Chargé à la communication de l’Association Ginna Dogon et membre de la coordination des associations des cercles de la région de Mopti, Seydou Tembiné invite dans cet entretien, le gouvernement du Mali à ne pas sous-estimer le rôle que peuvent jouer les ressortissants de la région de Mopti dans la gestion de la crise sécuritaire. Pour M. Tembiné, Mopti est autant victime de la crise que les autres régions du nord du Mali, mais l’Accord pour la paix et la réconciliation ne l’y associe pas encore moins sa mise œuvre qui se concrétise depuis quelques semaines par la votation de la loi portant mise en place des autorités intérimaires.
Le projet de loi portant mise en place des autorités intérimaires a été adopté par les députés. Qu’en pensez-vous en tant que ressortissant de la région de Mopti ?

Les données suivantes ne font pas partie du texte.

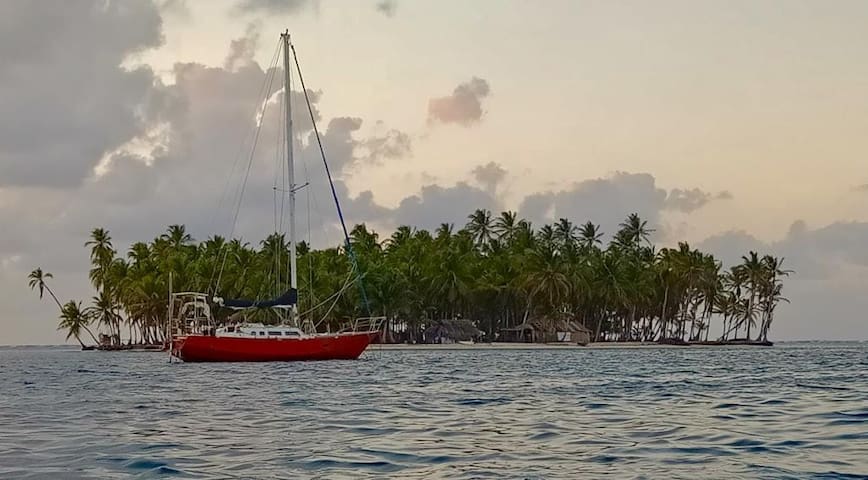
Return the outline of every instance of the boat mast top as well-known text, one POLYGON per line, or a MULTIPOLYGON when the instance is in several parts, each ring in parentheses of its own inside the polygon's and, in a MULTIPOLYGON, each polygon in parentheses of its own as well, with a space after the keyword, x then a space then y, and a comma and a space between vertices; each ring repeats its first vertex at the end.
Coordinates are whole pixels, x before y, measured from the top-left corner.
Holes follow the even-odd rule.
MULTIPOLYGON (((289 286, 292 290, 298 291, 298 274, 296 269, 296 252, 295 252, 295 166, 292 157, 292 89, 290 86, 290 72, 292 71, 292 63, 290 62, 289 54, 292 49, 289 30, 280 34, 283 40, 283 101, 286 105, 286 165, 289 171, 289 286)), ((293 325, 298 324, 298 305, 292 305, 290 309, 290 318, 293 325)))

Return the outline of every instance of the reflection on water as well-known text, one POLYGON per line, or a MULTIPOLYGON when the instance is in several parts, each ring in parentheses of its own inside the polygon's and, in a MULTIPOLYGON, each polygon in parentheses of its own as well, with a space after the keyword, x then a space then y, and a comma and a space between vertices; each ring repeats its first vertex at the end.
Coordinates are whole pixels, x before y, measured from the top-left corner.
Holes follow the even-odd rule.
POLYGON ((868 345, 0 349, 0 478, 865 478, 868 345))

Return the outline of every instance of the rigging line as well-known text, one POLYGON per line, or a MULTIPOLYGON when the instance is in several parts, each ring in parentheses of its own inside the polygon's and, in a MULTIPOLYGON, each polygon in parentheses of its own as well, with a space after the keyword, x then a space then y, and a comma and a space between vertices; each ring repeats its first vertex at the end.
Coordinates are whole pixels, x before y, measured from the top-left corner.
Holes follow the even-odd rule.
MULTIPOLYGON (((354 283, 356 283, 356 281, 352 279, 352 272, 350 272, 350 274, 347 275, 347 280, 344 282, 343 288, 341 288, 338 291, 338 293, 332 295, 332 297, 334 297, 334 301, 332 302, 329 309, 326 310, 326 313, 323 315, 323 317, 318 322, 316 322, 316 324, 314 324, 314 329, 318 328, 322 322, 326 321, 328 316, 331 315, 332 311, 334 311, 335 306, 338 304, 338 300, 340 300, 340 295, 343 294, 347 290, 347 288, 349 288, 350 285, 352 285, 354 283)), ((329 298, 332 298, 332 297, 329 297, 329 298)), ((328 301, 328 299, 326 299, 323 303, 325 303, 327 301, 328 301)))
MULTIPOLYGON (((277 66, 279 54, 280 54, 280 42, 277 42, 277 47, 274 50, 274 54, 271 56, 271 62, 269 63, 269 66, 268 66, 269 71, 273 72, 274 68, 277 66)), ((271 75, 274 75, 274 74, 271 73, 271 75)), ((268 98, 268 90, 271 88, 270 84, 271 83, 268 80, 268 74, 266 74, 265 78, 262 79, 262 85, 259 87, 259 94, 256 96, 257 99, 258 98, 265 98, 265 99, 268 98)), ((261 103, 260 103, 260 105, 261 105, 261 103)), ((259 107, 257 107, 257 109, 258 108, 259 107)), ((250 131, 248 130, 248 135, 249 135, 249 133, 250 133, 250 131)), ((214 223, 216 222, 217 211, 219 211, 223 206, 223 200, 226 198, 227 190, 229 190, 229 181, 232 179, 232 172, 235 171, 235 167, 238 166, 238 161, 241 160, 241 151, 244 149, 244 145, 246 143, 247 143, 247 135, 245 135, 244 141, 241 142, 241 145, 238 146, 238 152, 235 154, 235 160, 232 163, 232 169, 229 170, 229 175, 226 177, 226 183, 223 185, 223 191, 221 192, 220 199, 217 202, 217 208, 214 210, 214 214, 212 215, 211 225, 214 225, 214 223)), ((233 230, 234 230, 234 227, 233 227, 233 230)), ((232 235, 230 235, 230 237, 231 236, 232 235)), ((228 240, 231 240, 231 238, 229 238, 228 240)), ((226 262, 226 256, 229 254, 229 251, 227 248, 228 245, 229 245, 229 242, 224 242, 224 245, 221 246, 221 250, 224 250, 222 263, 226 262)), ((222 273, 222 268, 223 267, 221 266, 221 273, 222 273)), ((208 287, 210 288, 210 287, 214 286, 215 292, 216 292, 217 286, 214 285, 214 277, 215 277, 216 273, 217 273, 217 266, 215 265, 214 268, 211 270, 211 278, 208 280, 208 287)), ((219 280, 218 280, 218 283, 219 283, 219 280)))
POLYGON ((319 153, 320 153, 320 156, 322 157, 323 165, 325 166, 326 176, 328 176, 328 179, 329 179, 329 186, 331 187, 331 190, 332 190, 332 197, 334 197, 334 199, 335 199, 335 207, 337 207, 337 210, 338 210, 338 217, 341 220, 341 228, 344 230, 344 242, 346 243, 347 253, 349 253, 349 255, 350 255, 350 261, 352 261, 352 263, 353 263, 353 268, 356 270, 356 273, 359 275, 359 291, 362 294, 362 301, 365 304, 365 310, 367 311, 368 315, 370 315, 371 314, 371 306, 368 303, 368 296, 365 293, 365 286, 362 283, 361 271, 359 270, 359 264, 358 264, 358 261, 356 260, 356 255, 355 255, 355 253, 353 253, 353 245, 350 242, 350 235, 347 232, 347 225, 346 225, 346 223, 344 223, 344 214, 341 211, 341 204, 338 201, 338 194, 335 191, 335 184, 334 184, 334 181, 332 181, 332 174, 331 174, 331 171, 329 170, 328 162, 326 161, 325 150, 322 147, 322 140, 320 139, 320 136, 319 136, 319 129, 316 126, 316 119, 314 118, 314 115, 313 115, 313 107, 311 107, 311 105, 310 105, 310 98, 308 97, 308 94, 307 94, 307 88, 304 86, 304 77, 301 74, 301 65, 299 65, 298 55, 295 53, 295 46, 290 45, 290 48, 292 49, 293 60, 295 60, 295 69, 298 71, 298 81, 301 83, 301 91, 304 92, 304 101, 307 103, 307 111, 310 114, 310 122, 313 125, 313 133, 316 135, 316 143, 317 143, 317 146, 319 147, 319 153))
MULTIPOLYGON (((275 73, 274 68, 272 68, 270 70, 271 70, 271 75, 269 76, 269 81, 268 81, 268 91, 271 91, 271 85, 274 82, 274 73, 275 73)), ((235 206, 235 215, 232 218, 232 229, 231 229, 231 233, 229 235, 230 237, 235 235, 235 226, 238 223, 238 214, 241 212, 241 202, 244 199, 244 191, 247 189, 247 179, 250 177, 250 167, 253 166, 253 158, 256 156, 256 146, 259 144, 259 134, 262 132, 262 124, 263 124, 263 121, 265 119, 265 112, 267 110, 268 110, 268 102, 266 101, 262 104, 262 112, 260 113, 260 116, 257 119, 256 134, 253 136, 253 147, 250 149, 250 157, 247 160, 247 171, 244 174, 244 181, 241 183, 241 192, 238 194, 238 202, 235 206)), ((220 288, 220 281, 223 279, 223 269, 226 266, 226 257, 227 257, 227 255, 223 256, 223 262, 220 265, 220 274, 217 276, 216 287, 218 289, 220 288)), ((216 289, 215 289, 215 292, 216 292, 216 289)))
MULTIPOLYGON (((315 312, 318 308, 320 308, 320 307, 322 307, 323 305, 325 305, 326 303, 330 302, 333 298, 338 297, 338 296, 340 296, 342 293, 344 293, 344 291, 346 291, 346 289, 349 288, 349 286, 352 285, 353 283, 356 283, 356 281, 353 280, 353 278, 352 278, 352 272, 350 272, 350 274, 347 275, 347 279, 344 281, 344 286, 341 287, 340 290, 338 290, 337 292, 335 292, 335 293, 329 295, 329 296, 326 297, 323 301, 319 302, 318 304, 316 304, 316 305, 310 307, 309 309, 307 309, 306 311, 302 312, 301 314, 299 314, 299 316, 307 315, 307 314, 310 314, 310 313, 315 312)), ((315 325, 315 326, 319 326, 319 324, 321 324, 321 323, 323 322, 323 320, 325 320, 325 318, 322 318, 322 319, 320 319, 320 321, 316 322, 316 325, 315 325)))

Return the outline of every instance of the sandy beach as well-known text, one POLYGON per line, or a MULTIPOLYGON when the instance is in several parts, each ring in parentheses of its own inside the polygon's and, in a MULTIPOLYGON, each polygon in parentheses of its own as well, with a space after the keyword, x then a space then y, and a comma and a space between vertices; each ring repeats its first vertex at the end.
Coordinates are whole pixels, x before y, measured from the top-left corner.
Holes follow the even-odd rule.
MULTIPOLYGON (((689 347, 711 347, 713 345, 689 345, 689 347)), ((372 344, 368 350, 564 350, 564 349, 623 349, 623 348, 685 348, 682 345, 663 345, 653 342, 597 342, 588 345, 575 343, 449 343, 449 344, 372 344)))

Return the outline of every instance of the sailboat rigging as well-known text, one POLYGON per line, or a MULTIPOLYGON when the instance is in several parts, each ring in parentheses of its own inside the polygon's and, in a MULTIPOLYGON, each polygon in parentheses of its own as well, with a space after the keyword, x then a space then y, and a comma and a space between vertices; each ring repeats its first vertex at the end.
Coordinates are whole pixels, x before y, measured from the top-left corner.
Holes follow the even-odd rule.
MULTIPOLYGON (((286 128, 286 168, 288 173, 288 188, 286 190, 289 207, 289 288, 276 298, 268 300, 249 300, 222 298, 216 293, 213 297, 199 292, 172 293, 169 300, 169 325, 171 333, 170 354, 188 362, 202 361, 290 361, 290 360, 328 360, 355 359, 368 347, 379 334, 385 321, 384 317, 363 317, 356 319, 351 325, 336 333, 318 333, 313 322, 303 321, 298 309, 298 269, 297 269, 297 231, 296 231, 296 193, 308 186, 307 183, 297 185, 295 179, 295 162, 293 158, 293 125, 291 105, 291 72, 294 66, 299 75, 304 92, 308 114, 313 125, 313 133, 317 141, 319 153, 325 166, 332 197, 337 208, 338 217, 344 234, 344 243, 348 257, 352 262, 353 271, 358 273, 358 263, 352 251, 343 212, 340 208, 337 192, 332 181, 331 172, 325 157, 319 131, 316 128, 315 116, 310 104, 301 67, 295 47, 290 41, 289 32, 280 36, 284 67, 284 126, 286 128), (292 61, 294 60, 294 62, 292 61), (261 323, 241 323, 235 325, 217 326, 213 308, 229 308, 247 311, 250 309, 278 309, 285 312, 280 315, 283 325, 264 325, 261 323), (308 328, 300 328, 307 325, 308 328)), ((251 157, 252 158, 252 157, 251 157)), ((243 190, 242 190, 243 191, 243 190)), ((240 201, 240 200, 239 200, 240 201)), ((237 212, 236 212, 237 217, 237 212)), ((282 245, 282 241, 280 242, 282 245)), ((279 255, 279 254, 278 254, 279 255)), ((279 257, 276 258, 276 270, 279 271, 279 257)), ((279 273, 278 273, 279 275, 279 273)), ((218 287, 219 288, 219 276, 218 287)), ((348 279, 349 280, 349 279, 348 279)), ((278 282, 276 282, 279 284, 278 282)), ((337 292, 329 299, 340 295, 346 289, 337 292)), ((367 297, 359 282, 361 297, 367 309, 367 297)), ((215 288, 215 292, 216 289, 215 288)))

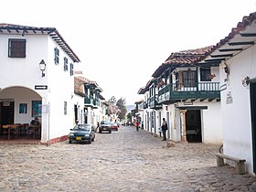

Cette loi qui vient d’être votée et qui est relative à la mise en place des autorités intérimaires est prévue par l’Accord pour la paix et la réconciliation qui concerne en principe toutes les régions du nord du pays. En tant que ressortissant de la région de Mopti, je me sens concerné car on a toujours dit que la région de Mopti fait partie des régions du nord. Cependant, dans les faits et dans les activités qu’on mène par rapport au nord du pays et à la gestion de la crise, la région de Mopti est laissée un peu en marge. Nous décrions haut et fort cette situation. En clair, cette loi ne prend en compte que les ex-régions de Tombouctou, Gao et Kidal (la création de Taoudéni et Ménaka oblige, ndlr).
Nous avons dénoncé cette attitude et des responsables des associations des régions du nord et du gouvernement et de la communauté internationale lors des assises du 31 octobre au 1er novembre (sic). Chaque fois qu’il convoque une réunion pour des prises de décisions, le Coren a toujours « invité » la région de Mopti mais dans les faits, Mopti n’est pas associée à l’élaboration des grandes décisions.
Est-ce à dire aussi que les collectivités de la région de Mopti ne sont pas concernées par la mise en place des autorités intérimaires ? Et qu’est-ce que cela vous fait-il ?
Si cette loi est en effet une émanation de l’accord, je suis sûr qu’elle ne concernera que les régions de Tombouctou, Taoudéni, Gao, Ménaka et Kidal…Je n’ai toutefois pas eu la chance de parcourir tout le texte de la loi pour trancher.
Cette situation nous frustre évidemment dans la mesure où on nous dit que nous sommes, nous aussi, une région du nord du Mali voire que le nord commence toujours à partir de Mopti, mais dans les faits, il y a des pratiques qui méritent que des questions soient posées : qu’est-ce qui fait que la région de Mopti n’est pas associée à des prises de décisions sur les questions du nord ? Nous sommes pourtant membres du COREN et certains responsables de nos associations sont membres du bureau du COREN.
Quel appel avez-vous à l’endroit de la médiation internationale et aux autorités du Mali ?
L’appel que j’ai, est de demander à tous les acteurs impliqués dans la gestion de la crise de revoir l’appellation « régions du nord ». Qu’on nous définisse clairement si Mopti fait partie ou non des régions du nord !
Je voudrais rappeler par exemple que l’essentiel des déplacés de la crise étaient installés ou le sont encore dans la région de Mopti, moins touchée au début de la crise que les autres régions. La plupart des cercles de la région de Mopti ont été victimes de la crise.
Dans le cas où Mopti est vraiment région du nord, j’appelle le gouvernement du Mali à revoir sa copie. J’invite l’Etat et la communauté internationale à impliquer davantage les ressortissants de la région de Mopti dans la gestion de la crise que le pays connaît. On ne peut pas parler des régions du nord sans parler de celle de Mopti.